Democracy and Sustainable Development

by Bernis Trejos Cunningham (ELP 2015) | Legal Advisor, CAC Consultora Legal, Nicaragua

My reflection on the past years working on environmental projects and programs, is that environmental sustainable management is directly related to sustainable development. The social and environmental movements in countries in the developing world need to redirect their scope in democracy, political process, and institutional strength. Without democracy, political process, and institutional strength, we will never accomplish sustainable development goals or solutions to poverty and climate change.

Environmental social movements have a big responsibility in this process. We have seen that weak institutions mean weak environmental protection. In Latin America we have a big problem related to human rights, and in countries like Brazil, Nicaragua, Honduras, and Mexico, environmental activists have been murdered for trying to protect the environment from corporate interests. The protection of the environment is one of the most dangerous jobs in some Latin American countries.

“Latin America remains at the top of the scale for global killings of land and environment defenders in 2017. However, agribusiness has overtaken mining as the industry most linked to the murder of activists – together these industries make up over 60% of known links. Meanwhile, defending national parks continues to be one of the world’s most dangerous jobs, with 21 recorded deaths linked to poaching.” (

In the Nicaragua Environmental Center of Conservation, where I work, we have suffered this violent action from our government.

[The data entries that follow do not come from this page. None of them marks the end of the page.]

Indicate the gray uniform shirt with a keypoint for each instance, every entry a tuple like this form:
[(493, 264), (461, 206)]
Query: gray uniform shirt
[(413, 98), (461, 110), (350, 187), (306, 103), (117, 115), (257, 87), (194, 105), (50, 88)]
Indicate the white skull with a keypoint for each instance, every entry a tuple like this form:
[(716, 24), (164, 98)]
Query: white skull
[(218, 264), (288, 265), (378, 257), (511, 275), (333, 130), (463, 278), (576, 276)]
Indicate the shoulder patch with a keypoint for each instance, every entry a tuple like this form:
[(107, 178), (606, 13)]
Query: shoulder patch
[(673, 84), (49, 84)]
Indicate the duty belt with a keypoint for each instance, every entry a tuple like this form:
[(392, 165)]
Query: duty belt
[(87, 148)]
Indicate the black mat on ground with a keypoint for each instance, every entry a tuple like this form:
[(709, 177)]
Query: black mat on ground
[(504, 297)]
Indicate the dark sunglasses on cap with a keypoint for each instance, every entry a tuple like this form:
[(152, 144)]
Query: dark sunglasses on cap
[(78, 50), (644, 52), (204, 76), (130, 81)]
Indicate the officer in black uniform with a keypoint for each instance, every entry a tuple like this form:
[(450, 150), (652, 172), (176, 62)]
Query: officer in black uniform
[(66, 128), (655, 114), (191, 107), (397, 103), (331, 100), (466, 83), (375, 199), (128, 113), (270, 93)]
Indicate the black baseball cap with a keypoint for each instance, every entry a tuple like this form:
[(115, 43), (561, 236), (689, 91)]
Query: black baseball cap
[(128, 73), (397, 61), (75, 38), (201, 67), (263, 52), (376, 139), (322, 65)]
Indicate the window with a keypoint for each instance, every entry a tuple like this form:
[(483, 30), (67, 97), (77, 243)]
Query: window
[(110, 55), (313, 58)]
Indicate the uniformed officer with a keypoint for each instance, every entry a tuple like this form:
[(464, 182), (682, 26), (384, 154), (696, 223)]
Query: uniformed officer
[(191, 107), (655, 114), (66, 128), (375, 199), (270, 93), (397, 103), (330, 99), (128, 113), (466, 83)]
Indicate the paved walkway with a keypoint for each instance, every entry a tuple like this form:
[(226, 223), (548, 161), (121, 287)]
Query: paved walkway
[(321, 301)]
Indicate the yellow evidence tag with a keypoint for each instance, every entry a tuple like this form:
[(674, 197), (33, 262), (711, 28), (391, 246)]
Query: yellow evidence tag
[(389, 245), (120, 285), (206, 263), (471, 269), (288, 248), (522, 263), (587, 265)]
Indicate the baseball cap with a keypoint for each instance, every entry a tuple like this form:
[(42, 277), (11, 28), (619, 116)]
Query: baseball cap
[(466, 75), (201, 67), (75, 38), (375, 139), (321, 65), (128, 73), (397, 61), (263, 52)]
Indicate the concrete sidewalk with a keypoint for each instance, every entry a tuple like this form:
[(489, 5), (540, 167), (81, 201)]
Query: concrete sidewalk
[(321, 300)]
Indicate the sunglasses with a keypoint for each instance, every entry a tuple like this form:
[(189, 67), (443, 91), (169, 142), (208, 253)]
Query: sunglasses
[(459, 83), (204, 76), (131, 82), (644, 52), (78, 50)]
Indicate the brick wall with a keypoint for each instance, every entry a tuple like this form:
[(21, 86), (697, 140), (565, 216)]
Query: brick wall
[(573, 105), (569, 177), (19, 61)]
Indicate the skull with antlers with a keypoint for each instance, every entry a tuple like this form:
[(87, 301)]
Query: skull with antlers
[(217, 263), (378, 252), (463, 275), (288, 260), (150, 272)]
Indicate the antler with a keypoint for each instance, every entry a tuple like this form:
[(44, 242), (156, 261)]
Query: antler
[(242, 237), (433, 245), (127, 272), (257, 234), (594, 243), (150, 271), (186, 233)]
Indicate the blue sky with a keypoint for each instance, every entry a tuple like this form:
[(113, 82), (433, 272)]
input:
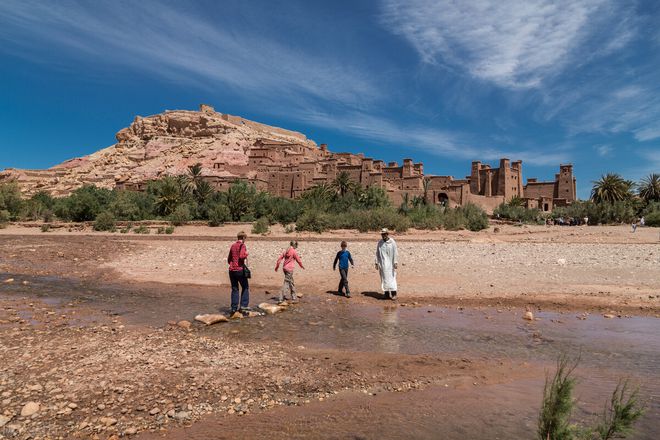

Many of our youth volunteers had to escape from the country for political reasons. I can’t say that we are doing better in environmental conservation and human sustainable development.

The other big issue that we need to address in sustainable development is education. We are focusing 90% of our time and resources on developing environmental leadership programs in Nicaraguan schools.

I am writing this article from Katowice, Poland, at COP 24. At this conference, the parties have been discussing human right. Some parties want to take the issue of human rights out of the Paris Agreement Rule Book discussion, but from our perspective this can be really dangerous. From the perspective of the developing world, human rights and climate change are really important.

The last point I want to address is the weak willingness to address the IPCC report in climate change negotiation. Countries like South Arabia, Kuwait, and the US are blocking the words “welcome the IPCC report” and changing them to “take note of the IPCC report.” We can believe that there are still countries against science, if these issues are not included In the rule book; we can start talking about a failed COP 24.

The social movements and youth need to address all their energy in the political process, because as we saw in the elections in the US and Brazil, climate change is affected by the political climate, and the youth and new generations are facing the worst effects of these political decisions.